I’ve had a hell of a life the last two years, but I refuse to let that define me.
September 2009, my 29 year old husband got sick with the flu. He landed up in the hospital with double pneumonia, and was in the CCU for almost a week. He got better, was moved to a regular room, and then died two days later of a pulmonary embolism. Less than two weeks after he died, I found out he had H1N1, which caused the pneumonia, which caused the pulmonary embolism, which caused the cardio-respiratory arrest.
Which caused me to become a widow at the age of 29.
We were married for almost 10 years. 9 years, 9 months and 11 days. We had four beautiful children together, three girls and one boy. I watched him die. I told the doctors to stop the CPR. I made the decision because I knew he would make the same one for himself. A life as a vegetable was not the life for him, he was too strong for that.
And I miss him. We all do. We love him still, and always will. He is a daily part of our lives, and we talk about him all the time.
Dude, it sucks being an only parent. Apart from telling my kids their father died, this is single-handedly the hardest thing I have ever, EVER done in my life. Quite honestly, I fucking hate it. I do plan to get married again one day, I plan to find Mr Right for Me. I plan to be happy with someone again. I’m 31 years old, and too young to be alone for the rest of my life. And anyone that tells me I have to learn to be happy alone can shove it, because I am validated in the fact that it is OK to not be happy alone.
I wanted this blog to be a fresh start for me.
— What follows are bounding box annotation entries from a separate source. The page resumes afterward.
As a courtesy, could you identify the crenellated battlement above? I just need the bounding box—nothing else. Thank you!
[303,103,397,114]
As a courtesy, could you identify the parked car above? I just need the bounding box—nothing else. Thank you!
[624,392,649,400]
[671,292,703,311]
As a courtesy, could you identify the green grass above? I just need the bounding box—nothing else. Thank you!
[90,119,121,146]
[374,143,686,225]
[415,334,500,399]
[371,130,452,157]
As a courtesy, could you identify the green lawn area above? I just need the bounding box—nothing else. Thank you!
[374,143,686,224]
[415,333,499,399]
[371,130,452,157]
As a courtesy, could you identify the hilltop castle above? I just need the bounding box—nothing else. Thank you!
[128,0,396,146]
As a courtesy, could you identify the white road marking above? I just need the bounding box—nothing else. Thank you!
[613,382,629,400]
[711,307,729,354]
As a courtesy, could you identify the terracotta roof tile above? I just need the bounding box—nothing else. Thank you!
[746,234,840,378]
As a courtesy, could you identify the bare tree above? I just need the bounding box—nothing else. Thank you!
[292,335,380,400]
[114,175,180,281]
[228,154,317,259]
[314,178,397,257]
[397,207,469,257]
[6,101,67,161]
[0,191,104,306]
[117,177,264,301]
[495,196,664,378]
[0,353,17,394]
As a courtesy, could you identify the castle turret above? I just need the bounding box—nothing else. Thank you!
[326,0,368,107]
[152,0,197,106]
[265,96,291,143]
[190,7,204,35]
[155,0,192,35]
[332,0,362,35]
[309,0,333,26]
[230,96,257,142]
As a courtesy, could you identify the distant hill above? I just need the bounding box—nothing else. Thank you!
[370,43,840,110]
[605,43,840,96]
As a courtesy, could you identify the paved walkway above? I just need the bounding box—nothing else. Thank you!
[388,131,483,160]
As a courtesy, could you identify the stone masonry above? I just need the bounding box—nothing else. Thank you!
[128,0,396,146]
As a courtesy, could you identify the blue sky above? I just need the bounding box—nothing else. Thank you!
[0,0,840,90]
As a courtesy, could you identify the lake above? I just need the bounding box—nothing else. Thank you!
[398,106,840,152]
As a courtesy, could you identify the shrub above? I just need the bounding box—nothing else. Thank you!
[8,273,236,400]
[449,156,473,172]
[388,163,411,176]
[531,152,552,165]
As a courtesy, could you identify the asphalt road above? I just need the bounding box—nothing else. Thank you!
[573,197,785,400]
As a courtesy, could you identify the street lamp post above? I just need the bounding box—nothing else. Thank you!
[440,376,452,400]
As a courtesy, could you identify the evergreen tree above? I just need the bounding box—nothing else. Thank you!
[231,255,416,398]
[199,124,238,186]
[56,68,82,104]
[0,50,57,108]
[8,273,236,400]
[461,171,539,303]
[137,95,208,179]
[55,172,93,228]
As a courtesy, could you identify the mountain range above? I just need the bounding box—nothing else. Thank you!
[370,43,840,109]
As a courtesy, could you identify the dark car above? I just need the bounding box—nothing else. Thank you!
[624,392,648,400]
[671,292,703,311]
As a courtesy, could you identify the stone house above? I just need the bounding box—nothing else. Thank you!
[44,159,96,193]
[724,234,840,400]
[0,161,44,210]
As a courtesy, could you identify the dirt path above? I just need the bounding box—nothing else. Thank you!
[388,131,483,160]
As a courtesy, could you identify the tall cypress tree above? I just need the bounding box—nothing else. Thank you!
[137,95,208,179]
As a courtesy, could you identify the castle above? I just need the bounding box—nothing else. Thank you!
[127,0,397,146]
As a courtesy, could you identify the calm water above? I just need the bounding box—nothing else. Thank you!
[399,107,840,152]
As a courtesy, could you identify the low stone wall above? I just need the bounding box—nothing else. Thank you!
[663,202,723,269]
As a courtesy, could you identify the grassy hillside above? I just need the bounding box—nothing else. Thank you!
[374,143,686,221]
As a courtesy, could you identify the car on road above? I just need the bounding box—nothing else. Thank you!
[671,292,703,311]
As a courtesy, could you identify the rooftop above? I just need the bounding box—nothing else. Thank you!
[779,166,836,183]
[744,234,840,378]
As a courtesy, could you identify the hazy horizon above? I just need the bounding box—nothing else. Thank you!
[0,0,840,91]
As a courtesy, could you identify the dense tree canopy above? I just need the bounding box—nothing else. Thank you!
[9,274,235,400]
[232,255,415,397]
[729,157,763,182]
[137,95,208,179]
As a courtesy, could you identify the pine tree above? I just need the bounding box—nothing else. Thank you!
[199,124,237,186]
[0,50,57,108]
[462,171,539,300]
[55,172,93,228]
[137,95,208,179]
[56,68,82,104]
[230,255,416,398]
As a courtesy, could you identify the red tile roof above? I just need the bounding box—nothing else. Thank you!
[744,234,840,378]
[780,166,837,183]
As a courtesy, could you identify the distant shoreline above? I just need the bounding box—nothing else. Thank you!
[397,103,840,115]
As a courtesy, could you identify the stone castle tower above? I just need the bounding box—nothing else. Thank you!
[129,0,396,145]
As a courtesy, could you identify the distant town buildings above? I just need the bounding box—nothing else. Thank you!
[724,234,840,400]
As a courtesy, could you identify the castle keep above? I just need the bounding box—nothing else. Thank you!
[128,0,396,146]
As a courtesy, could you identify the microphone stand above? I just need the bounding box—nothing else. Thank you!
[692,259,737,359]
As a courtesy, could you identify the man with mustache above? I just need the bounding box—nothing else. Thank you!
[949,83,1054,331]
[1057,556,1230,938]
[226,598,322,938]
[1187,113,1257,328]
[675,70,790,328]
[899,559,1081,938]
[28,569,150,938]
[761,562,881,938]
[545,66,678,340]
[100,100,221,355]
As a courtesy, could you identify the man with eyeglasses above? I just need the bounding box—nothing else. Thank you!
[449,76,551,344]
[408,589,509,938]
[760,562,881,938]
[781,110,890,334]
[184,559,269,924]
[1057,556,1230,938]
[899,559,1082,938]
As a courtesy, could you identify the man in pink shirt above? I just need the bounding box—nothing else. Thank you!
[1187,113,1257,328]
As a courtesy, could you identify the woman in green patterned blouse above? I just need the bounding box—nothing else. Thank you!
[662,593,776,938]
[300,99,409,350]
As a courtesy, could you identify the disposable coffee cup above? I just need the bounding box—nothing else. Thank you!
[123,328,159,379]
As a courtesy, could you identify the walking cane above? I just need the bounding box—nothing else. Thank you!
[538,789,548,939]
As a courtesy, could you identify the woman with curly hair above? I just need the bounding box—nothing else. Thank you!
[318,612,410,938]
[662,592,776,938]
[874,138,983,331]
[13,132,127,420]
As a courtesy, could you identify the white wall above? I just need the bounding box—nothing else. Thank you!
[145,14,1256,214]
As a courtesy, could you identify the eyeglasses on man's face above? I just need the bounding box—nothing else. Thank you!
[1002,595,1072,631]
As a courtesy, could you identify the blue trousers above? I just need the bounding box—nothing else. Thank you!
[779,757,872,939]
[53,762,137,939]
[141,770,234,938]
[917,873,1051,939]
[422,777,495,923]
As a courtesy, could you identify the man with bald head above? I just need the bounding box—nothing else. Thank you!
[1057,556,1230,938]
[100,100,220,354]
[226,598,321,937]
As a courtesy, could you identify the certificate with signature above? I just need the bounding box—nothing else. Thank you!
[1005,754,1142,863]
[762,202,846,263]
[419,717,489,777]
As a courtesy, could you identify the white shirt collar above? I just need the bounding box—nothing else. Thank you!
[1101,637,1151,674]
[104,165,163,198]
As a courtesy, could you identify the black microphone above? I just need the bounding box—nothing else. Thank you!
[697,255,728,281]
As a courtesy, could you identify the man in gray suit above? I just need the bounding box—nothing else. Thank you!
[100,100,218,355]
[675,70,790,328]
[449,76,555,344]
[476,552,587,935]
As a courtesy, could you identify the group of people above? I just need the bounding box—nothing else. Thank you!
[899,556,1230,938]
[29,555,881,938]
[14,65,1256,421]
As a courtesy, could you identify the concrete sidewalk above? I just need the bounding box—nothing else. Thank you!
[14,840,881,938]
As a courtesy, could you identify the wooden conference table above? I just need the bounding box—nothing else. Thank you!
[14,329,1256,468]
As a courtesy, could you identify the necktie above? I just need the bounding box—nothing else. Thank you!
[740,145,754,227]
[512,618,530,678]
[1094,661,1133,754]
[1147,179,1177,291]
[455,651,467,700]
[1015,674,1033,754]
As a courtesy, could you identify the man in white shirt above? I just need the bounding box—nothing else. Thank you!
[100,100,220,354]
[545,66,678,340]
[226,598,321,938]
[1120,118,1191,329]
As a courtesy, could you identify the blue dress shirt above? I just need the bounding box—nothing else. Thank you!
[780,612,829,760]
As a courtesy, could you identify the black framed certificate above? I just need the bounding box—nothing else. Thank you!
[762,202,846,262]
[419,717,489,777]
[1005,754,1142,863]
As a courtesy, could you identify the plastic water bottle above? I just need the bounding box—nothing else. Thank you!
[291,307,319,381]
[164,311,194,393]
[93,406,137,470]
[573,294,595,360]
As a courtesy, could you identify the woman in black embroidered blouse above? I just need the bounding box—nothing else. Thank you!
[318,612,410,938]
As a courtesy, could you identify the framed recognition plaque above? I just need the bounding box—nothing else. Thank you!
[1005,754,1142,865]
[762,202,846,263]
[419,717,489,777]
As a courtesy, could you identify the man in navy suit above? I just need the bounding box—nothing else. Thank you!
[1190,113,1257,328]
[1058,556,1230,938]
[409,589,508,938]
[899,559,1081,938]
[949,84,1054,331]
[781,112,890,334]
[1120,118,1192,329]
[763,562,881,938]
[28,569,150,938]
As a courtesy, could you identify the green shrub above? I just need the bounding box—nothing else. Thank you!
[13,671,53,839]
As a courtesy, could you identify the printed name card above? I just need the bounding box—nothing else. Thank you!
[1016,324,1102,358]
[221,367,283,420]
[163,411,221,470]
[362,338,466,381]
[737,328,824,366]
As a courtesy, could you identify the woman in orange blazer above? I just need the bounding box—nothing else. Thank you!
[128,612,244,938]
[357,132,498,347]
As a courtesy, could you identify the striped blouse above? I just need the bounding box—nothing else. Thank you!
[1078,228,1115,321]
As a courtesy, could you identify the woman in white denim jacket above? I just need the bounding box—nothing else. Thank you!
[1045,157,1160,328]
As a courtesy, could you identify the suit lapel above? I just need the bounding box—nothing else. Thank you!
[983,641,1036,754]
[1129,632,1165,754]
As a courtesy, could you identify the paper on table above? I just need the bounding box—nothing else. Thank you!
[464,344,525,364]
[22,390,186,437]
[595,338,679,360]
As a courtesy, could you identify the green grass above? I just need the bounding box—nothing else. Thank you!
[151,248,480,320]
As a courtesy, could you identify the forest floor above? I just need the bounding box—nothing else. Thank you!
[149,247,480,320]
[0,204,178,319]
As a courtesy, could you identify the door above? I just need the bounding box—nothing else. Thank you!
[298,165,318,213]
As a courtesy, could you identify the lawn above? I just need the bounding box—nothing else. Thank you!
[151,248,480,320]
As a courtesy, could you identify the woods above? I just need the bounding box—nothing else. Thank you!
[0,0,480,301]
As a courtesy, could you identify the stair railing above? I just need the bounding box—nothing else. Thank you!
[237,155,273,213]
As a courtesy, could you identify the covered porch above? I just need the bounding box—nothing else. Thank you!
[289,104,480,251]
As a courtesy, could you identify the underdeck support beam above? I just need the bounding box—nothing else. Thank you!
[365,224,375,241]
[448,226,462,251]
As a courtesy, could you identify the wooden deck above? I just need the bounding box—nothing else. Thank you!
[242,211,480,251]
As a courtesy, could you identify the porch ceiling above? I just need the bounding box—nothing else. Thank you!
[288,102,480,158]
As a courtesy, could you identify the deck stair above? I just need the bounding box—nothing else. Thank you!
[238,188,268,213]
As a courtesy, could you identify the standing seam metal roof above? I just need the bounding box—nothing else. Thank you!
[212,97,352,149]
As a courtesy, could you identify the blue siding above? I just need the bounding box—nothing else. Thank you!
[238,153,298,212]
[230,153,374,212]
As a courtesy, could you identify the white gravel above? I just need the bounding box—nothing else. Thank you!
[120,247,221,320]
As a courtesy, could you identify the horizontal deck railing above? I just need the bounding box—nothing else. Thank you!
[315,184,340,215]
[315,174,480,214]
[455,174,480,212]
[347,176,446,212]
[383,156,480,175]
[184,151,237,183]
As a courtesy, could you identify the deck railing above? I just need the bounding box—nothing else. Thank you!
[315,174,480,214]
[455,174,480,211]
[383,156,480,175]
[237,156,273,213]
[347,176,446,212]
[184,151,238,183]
A break from the old blog that held my identity of so-and-so’s widow. I’ll always be a widow, and I’ll always define myself as one, but I need a new blog that is just ME. One that I can share all about my new life as a single mom, with my adventures in parenting, dating, life, and maybe even sex! (only if my family doesn’t read that one! haha!).
I can’t let the last two years of my life dictate who I will always be. Yeah, I had a hellish last two years, but things can only get better right? I’m pretty sure I’ve already hit rock bottom.